Lassa fever is endemic in Benin, Ghana, Guinea, Liberia, Mali, Sierra Leone, and Nigeria and is likely prevalent in additional West African nations. In Guinea, Lassa fever was first identified in October 2011. Since then, outbreaks and sporadic cases have been documented in Guinea. The latest occurrence of Lassa fever in Guinea was in 2021, with 8 cases and 7 fatalities (88 percent CFR) recorded in N’Zérékoré, Beyla, Guéckédou, and Yomou.

Public health responses

The Ministry of Health and Public Hygiene, in conjunction with WHO and other partners, has strengthened preventative operations in the area. The Ministry of Health and Public Hygiene has developed a response plan and is raising money to finance it.

• Delivered medications and case management materials to the field.

• Deployed a fast response team to assist reaction actions.

• Implemented conventional measures, including isolation of suspected patients, laboratory confirmation, infection prevention and control in health institutions, and social mobilisation and community participation.

WHO Risk Assessment

The danger for this outbreak at the national level is substantial since Lassa virus is endemic in the country due to the prevalence of Mastomys rats. In addition, there are limited financial, personnel, and logistical resources, and the Guinean health system has been overburdened since last year. In 2021, Guinea witnessed various emerging and re-emerging infectious illnesses, including Ebola, Marburg, Lassa fever, measles, meningitis, yellow fever, vaccine-derived polio type 1, and COVID-19. This epidemic might have a major effect on public health owing to the poor health system.

Preliminary epidemiological analyses imply there is a possibility of nosocomial and community spread from the initial case.

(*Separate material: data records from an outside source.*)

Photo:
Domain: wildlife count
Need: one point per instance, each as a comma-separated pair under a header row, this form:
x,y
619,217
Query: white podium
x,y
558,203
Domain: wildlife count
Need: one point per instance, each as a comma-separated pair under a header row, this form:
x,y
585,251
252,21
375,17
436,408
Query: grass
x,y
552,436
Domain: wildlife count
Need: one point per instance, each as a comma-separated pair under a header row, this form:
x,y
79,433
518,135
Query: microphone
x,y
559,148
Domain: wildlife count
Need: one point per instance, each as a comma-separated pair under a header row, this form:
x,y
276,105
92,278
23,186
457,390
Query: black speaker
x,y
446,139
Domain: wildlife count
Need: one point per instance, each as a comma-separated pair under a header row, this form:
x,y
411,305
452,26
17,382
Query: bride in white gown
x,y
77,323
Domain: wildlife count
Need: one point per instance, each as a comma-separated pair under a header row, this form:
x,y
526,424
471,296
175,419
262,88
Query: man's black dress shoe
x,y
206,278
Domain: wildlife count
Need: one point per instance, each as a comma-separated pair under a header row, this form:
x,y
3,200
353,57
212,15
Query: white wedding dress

Regional and worldwide danger of spread is limited owing to the major mechanism of transmission, rodent exposure. Guéckédou lies near the international boundaries with Liberia and Sierra Leone, however the danger of cross-border transfer is minimal. Lassa fever is prevalent in Liberia and Sierra Leone owing to Mastomys rats, therefore exposure is possible in these two nations.

WHO recommendations

Safeguarding in communities: Good communal hygiene is crucial to prevent rodents from invading houses. Effective strategies includes storing corn and other supplies in rodent-proof containers, dumping of rubbish away from houses, keeping dwellings clean, and maintaining cats.

Healthcare settings:

• Health care professionals should always take basic procedures for the prevention and treatment of healthcare-associated infections, regardless of the suspected diagnosis. These precautions include hand hygiene, respiratory hygiene, safety gear, injection safety, and safe burial practises. • Health care workers supposed to care for suspected or known cases of Lassa fever should take extra infection prevention and control steps to avoid interaction with the patient’s blood and body fluids and contaminated objects or materials such as clothing and bed linens. When within one metre of patients, they should wear facial protection (face shield or surgical masks and glasses), a clean, non-sterile, long-sleeved robe, and gloves (sterile for certain medical procedures).

In regions where Lassa fever is prevalent, it’s crucial to enhance early diagnosis and clinical care of infections to minimise case fatality.

The WHO does not propose any restrictions on travel or commerce in Guinea based on the present epidemiological condition.